In previous weeks I would write reflections on the upcoming Sunday readings. I have to admit that my intention was to prepare myself for Mass on Sunday. The problem was every time I would write a reflection, I would end up going to Mass in the Extraordinary Form (ExForm). The thing is that the ExForm does not make use of the same set of readings as the Ordinary Form (OForm).

I also noticed that even though there are quite a few reflections on the upcoming readings, there are not that many for the ExForm. So, I am going to start doing reflections for the ExForm. For those who have not been to Mass in the ExForm, there are only two readings, Epistle and Gospel. The Epistle reading is called the Lesson and is separated from the Gospel by the Gradual and the Alleluia Verse. The Gradual is the origin of the Responsorial Psalm in the OForm.

So here is my reflection for the Nineteenth Sunday after Pentecost:

Putting on Christ...

The Lesson comes from Eph 4:23-28. It opens with:

Brethren: Be renewed in the spirit of your mind, and put on the new man, which has been created according to God in justice and holiness of truth.
What does it mean to "be renewed in the spirit of your mind?" The word that St. Paul uses here is, "ananeousthai." It literally translates as "again-new-the-act-of" or "the-act-of-making-new-again," which we translate as "renew." What about the "spirit of your mind?" It, I believe, can only be properly interpreted by the following phrase, "put on the new man." This sort of terminology can be found elsewhere in St. Paul's writings. In 1 Cor 15:45, 47 St. Paul says:
"So also it is written, 'The first man, Adam, became a living soul.' The last Adam [Christ] became a life-giving spirit... The first man is from the earth, earthy; the second man is from heaven."
The idea is that Christ is the New Adam. Adam was a sort of prefigurement of Christ. Adam's sin was in his disobedience, so Christ's justification is in His obedience (cf. Rom 5:19). So, the new spirit of the mind is not our own mind simply. It is our mind informed by the spirit of the mind of Christ. It is in this sense Christ's mind. We put on the mind of Christ. We put on the New Adam.

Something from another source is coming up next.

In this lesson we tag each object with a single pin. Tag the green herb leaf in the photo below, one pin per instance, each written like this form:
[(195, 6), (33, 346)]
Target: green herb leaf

All this is to say that in order to put on the new man, we have to adopt the mind of Christ. The mind of Christ is instructive; it informs our actions (cf. 1 Cor 2:16). What is the mind of Christ? What is it in the mind of Christ that informs our actions?

The Greatest Commandments...

We know Christ's mind because we know that His obedience means our justification. His obedience is summarized in the Gospel of Matthew (22:37-40):
And He said to him,  "'You shall love the LORD your God with all your heart, and with all your soul, and all your mind.' This is the great and foremost commandment. The second is like it, 'You shall love your neighbor as yourself.' On these two commandments depend the whole Law and the Prophets."
These two commands are mutually dependent. Love of God depends on love of neighbor and vice versa. This "Love" (Charity) is the mind of Christ.

It is ultimately Charity that gives life and Charity that informs all of our actions. Faith with out Charity is dead (cf. Jm 2). Charity is necessary for a Faith that saves.

The Wedding Feast of Charity...

The Gospel Matt 22:1-14, which is one with which most of us are familiar, describes a wedding feast being thrown. Some are invited and reject the invitation. Then, strangers are invited. One shows up wearing inappropriate attire, and he is cast out into the outer darkness.

Pope Saint Gregory the Great asks, "What ought we to understand by the wedding garment, but charity? For this the Lord had upon Him, when He came to espouse the Church to Himself. He then enters in to the wedding feast, but without the wedding garment, who has faith in the Church, but not charity" (Hom. in Ev. xxxviii, 2).

All baptized Christians are truly in the wedding hall. Some of us have showed up, however, without truly putting on the mind of Christ, the garment of charity. It is the garment that unites us to Christ Himself. Without this garment, we have no life within us. By donning this garment we put off our old ways of deceit, anger, theft, envy, greed, etc... We put on truth, kindness, gentleness, chastity, etc... We put on Love, and we forgive as He has forgiven us.